Digg describes itself as “the homepage of the internet” and “what the internet is talking about right now.” It features user-submitted news stories, articles, videos, and more. If articles get lots of “diggs,” they’ll appear on the front page of Digg – often getting a huge amount of traffic.
Digg is similar in some ways to Reddit, though without the same community discussion focus: users can vote for content and the more votes it gets, the more likely it is to be prominently featured.
Digg lets users submit (or “digg”) any content on the web that they like. As Digg itself describes this, “a digg is a thumbs-up – a positive vote – for a story that means you want other people to see it.”
To “digg” content, you enter the page’s URL, add a short description, and choose a category. Submitted articles will appear in the “Upcoming Articles” page: other users can choose to “digg” or “bury” those submissions if they want to.
If a submission gets a lot of diggs, it’ll appear on the Digg front page of “Popular Articles.” That piece is then likely to get a big boost in traffic, as curious Digg users visit.
You can sign up for Digg using your existing Facebook, Twitter, or Google account (Digg doesn’t have a way to sign up for an account without using one of these three services).
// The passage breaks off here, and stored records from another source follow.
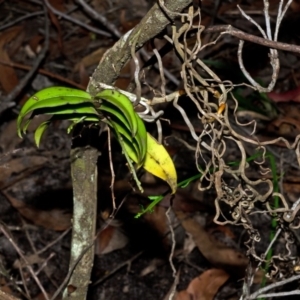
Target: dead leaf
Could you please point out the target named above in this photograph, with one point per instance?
(16, 169)
(291, 95)
(91, 59)
(8, 77)
(54, 219)
(216, 253)
(110, 239)
(205, 286)
(4, 296)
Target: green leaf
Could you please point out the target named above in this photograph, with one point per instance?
(40, 131)
(52, 97)
(122, 103)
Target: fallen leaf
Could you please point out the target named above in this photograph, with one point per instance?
(110, 239)
(54, 219)
(215, 252)
(205, 286)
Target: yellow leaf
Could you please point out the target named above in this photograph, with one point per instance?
(159, 163)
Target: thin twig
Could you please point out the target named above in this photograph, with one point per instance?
(228, 29)
(8, 100)
(76, 21)
(28, 266)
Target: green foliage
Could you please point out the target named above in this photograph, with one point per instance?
(111, 107)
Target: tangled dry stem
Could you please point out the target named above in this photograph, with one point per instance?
(238, 197)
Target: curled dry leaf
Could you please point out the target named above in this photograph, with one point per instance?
(205, 286)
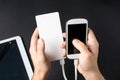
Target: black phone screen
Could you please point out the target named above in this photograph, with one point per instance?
(11, 63)
(76, 31)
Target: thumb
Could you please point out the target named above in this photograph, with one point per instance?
(41, 48)
(80, 46)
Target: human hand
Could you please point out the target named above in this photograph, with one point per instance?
(40, 62)
(87, 62)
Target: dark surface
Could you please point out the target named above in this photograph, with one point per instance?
(17, 18)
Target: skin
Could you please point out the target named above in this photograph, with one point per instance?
(40, 62)
(87, 62)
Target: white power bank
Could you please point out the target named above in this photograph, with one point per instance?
(49, 27)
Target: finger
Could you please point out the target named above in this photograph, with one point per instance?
(63, 45)
(64, 54)
(33, 42)
(92, 42)
(64, 35)
(80, 46)
(40, 49)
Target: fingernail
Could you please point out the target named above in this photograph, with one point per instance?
(75, 41)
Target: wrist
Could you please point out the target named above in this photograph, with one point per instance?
(93, 75)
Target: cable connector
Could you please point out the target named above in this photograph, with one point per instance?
(75, 65)
(62, 62)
Digg was founded in 2004 and became particularly popular around 2007 – 2010, with lots of internet marketers advocating to use it as a way to drive website traffic. It was so popular, in fact, that an article that got lots of Diggs could end up crashing a small website due to the huge influx of traffic.
In 2010, though, a combination of factors led to Digg becoming less popular – until the company was split into pieces and sold off in 2012. The new owners of the website rebuilt Digg and, while it’s not as popular as it once was, it still has a solid user base.
It’s best not to submit your own posts to Digg too frequently: Digg frowns upon this as it can easily become spammy. Instead, encourage your website’s visitors to digg the content that they enjoy on your site. You could do this with a request at the end of key posts, or simply with sharing buttons – such as the Digg Share Button – so they can easily digg any piece they want.